I was able to fill my tag with this mule deer. I took 5 of my goats with me into the Aldo Leopold Wilderness in New Mexico. It was a rifle hunt, which my goats are not accustomed to gunfire (my fault, I usually archery hunt), and they panicked at the shot and ran back to the trailhead about 5-6 miles away. After I gathered them up, they did great; it just took an extra day and a dozen extra miles of hiking. Next time I take them on a rifle hunt I will put more effort into getting them used to the loud bang.

Tim
[attachment=0:31134poa]2010 deer hunt 004.jpg[/attachment:31134poa]


----------



## McDanAx (May 24, 2010)

That sure got me cracking up this morning. Congrats on the muley.
Thanks for the tip, my goats will attend all family skeet shoots from now on.


----------



## gsbswf (Apr 5, 2009)

Great looking buck, Tim. I finally drew an any antelope tag for my favorite area. He is my first buck antelope. He isn't huge, although I like his typical shape. He had a pretty terrible limp and was holding up the rest of the herd, including a doe that was really trying to stay with him. I decided I would not be happy with a once-in-a-lifetime giant buck, knowing I had left this guy to suffer and die this winter and hold up the other 50+ animals migrating with him. Every step and every day count when it comes to migration, and that goat-like characteristic of pronghorn herd behavior meant that this buck was a good choice from a management and ethics standpoint. 

I also harvested two doe antelope this year, but with no one to take pictures of me (I propped the camera on the cooler for this one) all I have are dead-on-the-ground shots that are more to remind me of every animal I take as the numbers go up and the years pass.

Anyway, the hunt didn't require goats, and I think that for pronghorn it would be extremely ethically wrong to take goats along. My guys won't be packing for next season, but after that, the mule deer and elk of Wyoming better watch out.


----------



## jross (Dec 20, 2008)

See my post about my elk hunt here:
viewtopic.php?f=11&t=770

In Oct I took my nephew on a rifle elk hunt. We watched 20 elk (incl. 3 bulls) bed down and he stalked to within 50 yards of them. Then the wind changed and they blew out of there. No shots at running elk allowed, so he's eating tag soup.

I just gave up on oryx hunting for the year.
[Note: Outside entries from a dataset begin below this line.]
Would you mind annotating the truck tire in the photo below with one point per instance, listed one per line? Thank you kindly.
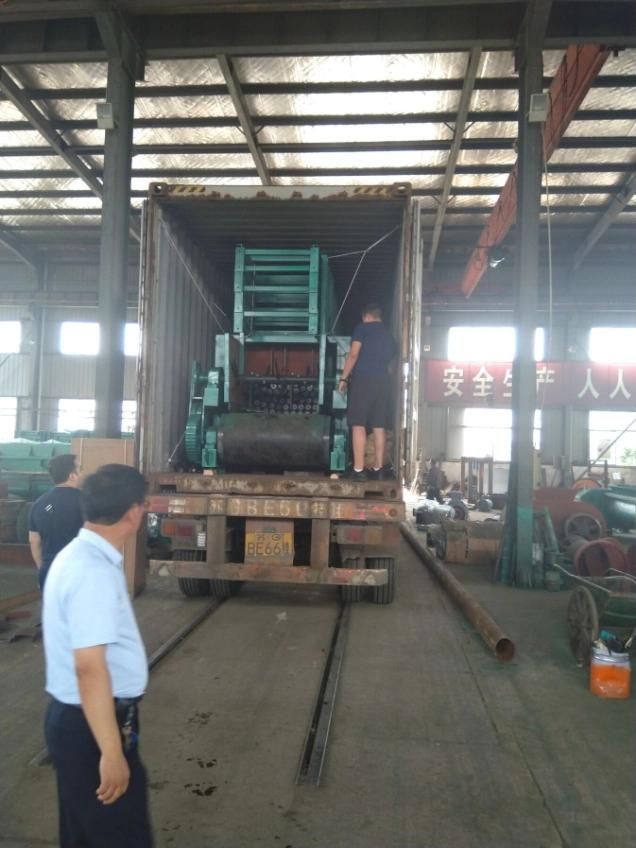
(383, 594)
(351, 594)
(192, 587)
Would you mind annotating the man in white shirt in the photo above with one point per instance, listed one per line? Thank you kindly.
(97, 672)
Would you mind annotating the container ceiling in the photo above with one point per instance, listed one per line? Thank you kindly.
(318, 119)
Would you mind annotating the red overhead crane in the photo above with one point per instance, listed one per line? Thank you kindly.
(579, 68)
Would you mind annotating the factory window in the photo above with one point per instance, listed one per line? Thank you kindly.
(8, 418)
(613, 344)
(75, 414)
(604, 428)
(488, 344)
(79, 338)
(128, 416)
(488, 432)
(131, 340)
(10, 336)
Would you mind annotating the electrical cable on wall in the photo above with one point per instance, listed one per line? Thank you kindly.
(210, 306)
(359, 265)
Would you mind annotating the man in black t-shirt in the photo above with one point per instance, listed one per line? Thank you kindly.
(373, 348)
(56, 517)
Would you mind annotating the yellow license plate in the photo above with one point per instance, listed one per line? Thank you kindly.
(268, 545)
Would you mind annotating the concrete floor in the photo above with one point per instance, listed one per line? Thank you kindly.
(434, 743)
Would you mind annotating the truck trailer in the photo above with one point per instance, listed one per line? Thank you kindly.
(248, 298)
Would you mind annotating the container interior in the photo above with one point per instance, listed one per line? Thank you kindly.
(188, 283)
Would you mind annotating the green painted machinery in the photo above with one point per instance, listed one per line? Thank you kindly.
(270, 401)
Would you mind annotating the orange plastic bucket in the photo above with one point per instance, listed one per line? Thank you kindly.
(610, 674)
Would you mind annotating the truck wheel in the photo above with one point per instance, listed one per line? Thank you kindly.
(383, 594)
(351, 593)
(192, 587)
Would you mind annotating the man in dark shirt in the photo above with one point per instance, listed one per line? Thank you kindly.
(372, 350)
(56, 517)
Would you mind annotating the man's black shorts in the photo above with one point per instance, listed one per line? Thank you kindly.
(367, 401)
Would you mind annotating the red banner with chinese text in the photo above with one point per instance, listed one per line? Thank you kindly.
(586, 385)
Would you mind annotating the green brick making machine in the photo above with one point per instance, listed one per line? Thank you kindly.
(270, 402)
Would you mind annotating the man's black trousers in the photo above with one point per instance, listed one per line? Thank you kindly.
(84, 821)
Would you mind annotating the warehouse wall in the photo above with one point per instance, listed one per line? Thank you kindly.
(564, 431)
(72, 288)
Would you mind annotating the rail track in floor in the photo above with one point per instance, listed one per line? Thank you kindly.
(314, 751)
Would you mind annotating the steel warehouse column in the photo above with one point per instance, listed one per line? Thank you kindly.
(474, 58)
(113, 270)
(526, 280)
(577, 72)
(39, 315)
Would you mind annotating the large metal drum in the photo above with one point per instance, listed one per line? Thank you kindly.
(264, 442)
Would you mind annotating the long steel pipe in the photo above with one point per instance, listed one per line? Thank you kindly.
(499, 643)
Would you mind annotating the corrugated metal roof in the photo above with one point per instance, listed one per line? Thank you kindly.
(328, 82)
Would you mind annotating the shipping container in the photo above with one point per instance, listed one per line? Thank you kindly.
(370, 235)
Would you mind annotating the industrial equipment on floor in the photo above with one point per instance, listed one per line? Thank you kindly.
(270, 403)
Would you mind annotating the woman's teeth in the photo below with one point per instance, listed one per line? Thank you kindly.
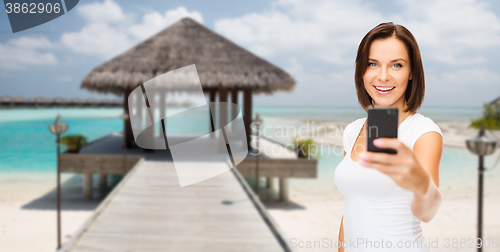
(384, 88)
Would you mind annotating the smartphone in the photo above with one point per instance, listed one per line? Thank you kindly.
(382, 122)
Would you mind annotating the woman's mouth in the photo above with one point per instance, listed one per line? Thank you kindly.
(384, 90)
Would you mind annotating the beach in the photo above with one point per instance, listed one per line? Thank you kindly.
(312, 215)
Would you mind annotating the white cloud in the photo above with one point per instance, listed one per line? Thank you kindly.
(117, 32)
(154, 22)
(98, 39)
(18, 53)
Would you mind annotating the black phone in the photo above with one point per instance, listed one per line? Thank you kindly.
(382, 122)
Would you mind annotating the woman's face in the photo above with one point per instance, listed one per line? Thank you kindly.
(388, 68)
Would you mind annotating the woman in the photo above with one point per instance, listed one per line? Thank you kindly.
(387, 196)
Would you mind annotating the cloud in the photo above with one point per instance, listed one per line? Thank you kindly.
(18, 53)
(108, 34)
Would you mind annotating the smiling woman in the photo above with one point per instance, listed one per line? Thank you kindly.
(387, 196)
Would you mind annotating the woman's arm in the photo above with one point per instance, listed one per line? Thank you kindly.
(426, 202)
(341, 234)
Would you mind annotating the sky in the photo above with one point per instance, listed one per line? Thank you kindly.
(315, 41)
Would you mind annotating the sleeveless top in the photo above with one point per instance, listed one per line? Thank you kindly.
(377, 212)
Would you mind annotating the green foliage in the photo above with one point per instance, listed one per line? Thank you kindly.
(305, 148)
(490, 119)
(75, 139)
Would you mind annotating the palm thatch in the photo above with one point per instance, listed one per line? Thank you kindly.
(219, 62)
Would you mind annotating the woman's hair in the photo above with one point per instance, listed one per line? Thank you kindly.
(415, 90)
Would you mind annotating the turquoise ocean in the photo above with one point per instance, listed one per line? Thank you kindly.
(27, 146)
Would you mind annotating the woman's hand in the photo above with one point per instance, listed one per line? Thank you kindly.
(402, 167)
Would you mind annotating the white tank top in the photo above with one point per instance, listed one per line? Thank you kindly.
(377, 211)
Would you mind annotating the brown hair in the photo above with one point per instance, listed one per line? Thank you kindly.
(415, 90)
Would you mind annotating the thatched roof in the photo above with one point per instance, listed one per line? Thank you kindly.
(219, 62)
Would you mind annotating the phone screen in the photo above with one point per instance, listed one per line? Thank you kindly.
(382, 122)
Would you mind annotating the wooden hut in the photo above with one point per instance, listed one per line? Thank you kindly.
(223, 67)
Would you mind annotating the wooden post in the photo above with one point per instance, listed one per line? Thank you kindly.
(284, 189)
(87, 185)
(163, 110)
(247, 113)
(269, 183)
(222, 117)
(129, 136)
(103, 180)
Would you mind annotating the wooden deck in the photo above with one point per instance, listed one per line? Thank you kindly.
(149, 211)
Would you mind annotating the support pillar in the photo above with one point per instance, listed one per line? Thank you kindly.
(211, 124)
(222, 117)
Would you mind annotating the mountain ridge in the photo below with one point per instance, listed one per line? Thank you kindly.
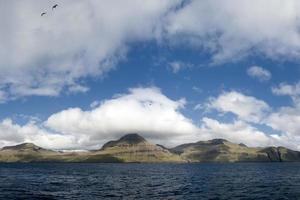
(132, 148)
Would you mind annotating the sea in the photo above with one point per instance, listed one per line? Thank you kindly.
(150, 181)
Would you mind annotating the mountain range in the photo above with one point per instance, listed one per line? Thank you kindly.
(132, 148)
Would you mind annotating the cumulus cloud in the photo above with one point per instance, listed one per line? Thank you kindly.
(247, 108)
(144, 110)
(177, 66)
(233, 29)
(48, 55)
(55, 53)
(260, 73)
(12, 133)
(158, 118)
(285, 89)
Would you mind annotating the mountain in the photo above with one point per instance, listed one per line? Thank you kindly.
(220, 150)
(26, 152)
(134, 148)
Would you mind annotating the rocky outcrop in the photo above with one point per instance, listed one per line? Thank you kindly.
(134, 148)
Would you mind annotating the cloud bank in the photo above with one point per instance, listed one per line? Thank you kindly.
(54, 54)
(158, 118)
(259, 73)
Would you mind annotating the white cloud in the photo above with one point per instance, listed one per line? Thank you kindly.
(11, 133)
(285, 89)
(149, 112)
(232, 29)
(177, 66)
(143, 110)
(260, 73)
(245, 107)
(46, 55)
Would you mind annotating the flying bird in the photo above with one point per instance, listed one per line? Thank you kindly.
(53, 7)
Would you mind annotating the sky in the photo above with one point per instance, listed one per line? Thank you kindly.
(174, 71)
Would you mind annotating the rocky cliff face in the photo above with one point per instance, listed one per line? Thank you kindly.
(219, 150)
(134, 148)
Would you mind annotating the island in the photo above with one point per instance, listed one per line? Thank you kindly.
(133, 148)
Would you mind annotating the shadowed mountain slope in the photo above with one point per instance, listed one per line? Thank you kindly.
(134, 148)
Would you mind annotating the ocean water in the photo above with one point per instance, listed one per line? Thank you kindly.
(150, 181)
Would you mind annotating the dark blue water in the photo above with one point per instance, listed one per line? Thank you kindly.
(150, 181)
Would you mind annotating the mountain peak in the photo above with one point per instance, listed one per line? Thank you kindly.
(132, 138)
(129, 139)
(23, 146)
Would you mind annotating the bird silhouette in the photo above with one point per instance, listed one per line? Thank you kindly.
(53, 7)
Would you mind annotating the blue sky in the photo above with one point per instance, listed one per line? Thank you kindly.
(205, 69)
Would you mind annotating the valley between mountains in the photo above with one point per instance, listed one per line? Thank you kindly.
(133, 148)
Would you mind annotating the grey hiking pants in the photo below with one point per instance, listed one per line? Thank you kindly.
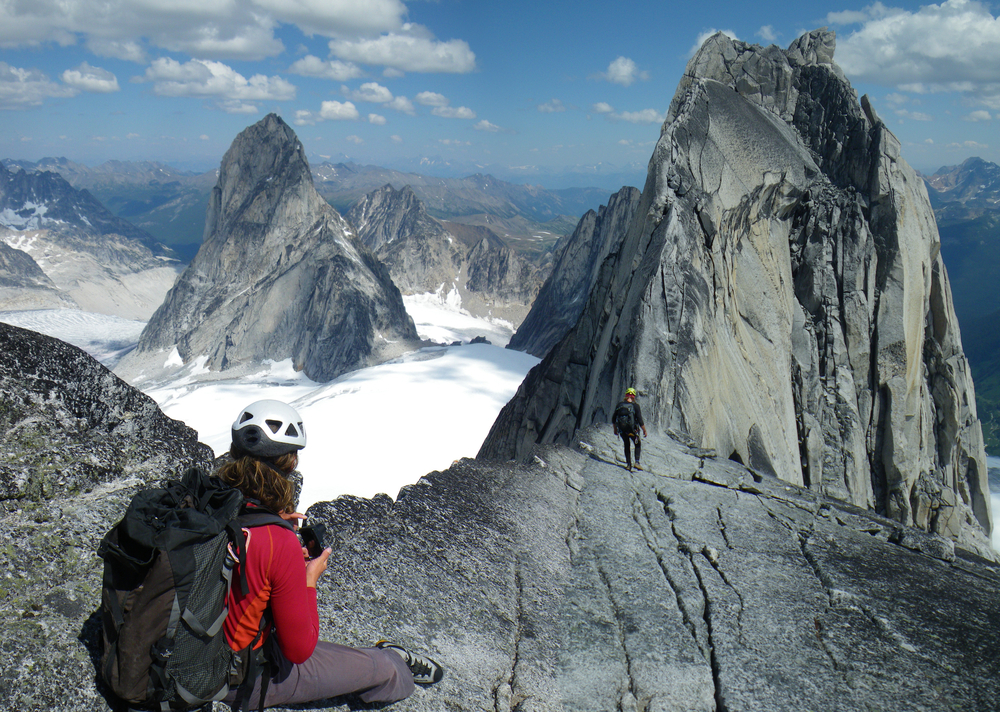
(628, 439)
(333, 670)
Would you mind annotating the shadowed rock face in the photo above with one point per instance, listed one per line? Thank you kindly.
(427, 255)
(278, 275)
(780, 296)
(564, 295)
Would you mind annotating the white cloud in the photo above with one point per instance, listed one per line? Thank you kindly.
(371, 92)
(430, 98)
(205, 78)
(21, 88)
(412, 52)
(646, 116)
(222, 29)
(92, 79)
(623, 71)
(310, 66)
(402, 105)
(337, 111)
(914, 115)
(951, 46)
(974, 145)
(336, 17)
(129, 50)
(767, 33)
(453, 112)
(551, 107)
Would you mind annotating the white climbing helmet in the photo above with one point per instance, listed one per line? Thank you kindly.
(269, 428)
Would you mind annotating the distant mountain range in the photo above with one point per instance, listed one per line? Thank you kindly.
(966, 201)
(170, 204)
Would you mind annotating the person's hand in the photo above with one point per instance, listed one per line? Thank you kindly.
(316, 567)
(293, 517)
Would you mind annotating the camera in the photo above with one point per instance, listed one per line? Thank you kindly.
(313, 538)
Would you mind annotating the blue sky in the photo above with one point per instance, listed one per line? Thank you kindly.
(523, 89)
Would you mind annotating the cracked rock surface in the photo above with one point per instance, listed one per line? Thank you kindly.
(568, 583)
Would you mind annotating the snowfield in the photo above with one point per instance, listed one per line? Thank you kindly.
(370, 431)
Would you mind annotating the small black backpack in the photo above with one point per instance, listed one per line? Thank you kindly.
(168, 567)
(624, 418)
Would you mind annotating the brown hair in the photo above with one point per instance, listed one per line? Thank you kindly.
(263, 480)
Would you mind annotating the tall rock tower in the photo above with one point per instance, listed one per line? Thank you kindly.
(278, 276)
(779, 297)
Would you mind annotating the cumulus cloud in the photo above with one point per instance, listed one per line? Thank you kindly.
(337, 111)
(453, 112)
(551, 107)
(92, 79)
(430, 98)
(646, 116)
(767, 33)
(243, 30)
(411, 51)
(485, 125)
(442, 106)
(371, 92)
(21, 88)
(623, 71)
(402, 105)
(205, 78)
(951, 46)
(310, 66)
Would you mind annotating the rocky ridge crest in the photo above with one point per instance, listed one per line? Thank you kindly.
(91, 259)
(780, 297)
(564, 295)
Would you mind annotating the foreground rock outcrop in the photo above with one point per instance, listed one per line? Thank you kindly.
(781, 297)
(278, 276)
(568, 583)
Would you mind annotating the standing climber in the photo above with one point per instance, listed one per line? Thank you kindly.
(626, 422)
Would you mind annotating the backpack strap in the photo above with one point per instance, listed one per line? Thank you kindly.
(259, 663)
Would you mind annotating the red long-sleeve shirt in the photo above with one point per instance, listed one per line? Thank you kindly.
(276, 578)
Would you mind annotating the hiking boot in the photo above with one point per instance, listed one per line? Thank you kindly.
(425, 671)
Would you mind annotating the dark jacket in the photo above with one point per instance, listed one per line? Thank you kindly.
(636, 415)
There are lots of oryx (a big African antelope) on White Sands Missile Range but they don't want them spreading from there into the surrounding country. So they have about 40-50 "off range" tags per month year round. Unfortunately they've been very successful at wiping them out off range. I hunted hard for 2 weeks and saw no oryx.

I took a friend on an oryx hunt last year along with my goats. We saw an oryx about 1000 yards away. He stalked to within 500 yards then it saw him and took off. It saw me and my goats lurking under a juniper tree and paid us no attention. I guess it thought the goats were deer or cows or some other 4 legged critters, and didn't worry. Here's a cool pic of my buddy and the goats:


----------



## B&amp;Cpacker (May 11, 2010)

My goats got to be lazy during hunting season. This is their first year and they went in on a few scouting trips and one early season hunting trip. I backpacked in solo during the general season here in Washing ton and was really wishing I would have used the goats. I didn't want to bring them because I didn't like the idea of leaving them back at camp alone while I hunted. Well I ended up getting a big bodied deer and had a 100+ pound pack out. 

Here's a couple of pics from scouting and hunting trips.


----------



## gsbswf (Apr 5, 2009)

Here I am with my very first elk. I didn't use goats, but I met my new hunting partner on this forum. He found the elk and called me so I could have a chance at finally harvesting my first elk. It was a heck of a stalk, and we were out in the sage, so it was more like antelope hunting. I shot just before dark, so all of our work was in the dark in a sub-zero blowing snow storm. Man does she taste good though, I am pretty sure she was a yearling. Amy and I live on game for our red meat, and I was looking at nothing but antelope for the entire year, so feeding on elk for the year will be awesome, and now I can experiment a little more with my antelope recipes, since I am usually trying not to run out of meat before the next season (usually we have 1 antelope and 1 deer for the whole year) so I do what I know is good and we like.


----------



## salmonfisher77 (Jul 15, 2009)

My first bear!!!








My buddies, the goats and I back to the truck!!!








On the trail if thats what you want to call it!!!


----------



## Rex (Nov 30, 2008)

> salmonfisher77" My first bear!!!


Bear is the only thing I haven't packed out yet. How did the goats react to it on the ground?


----------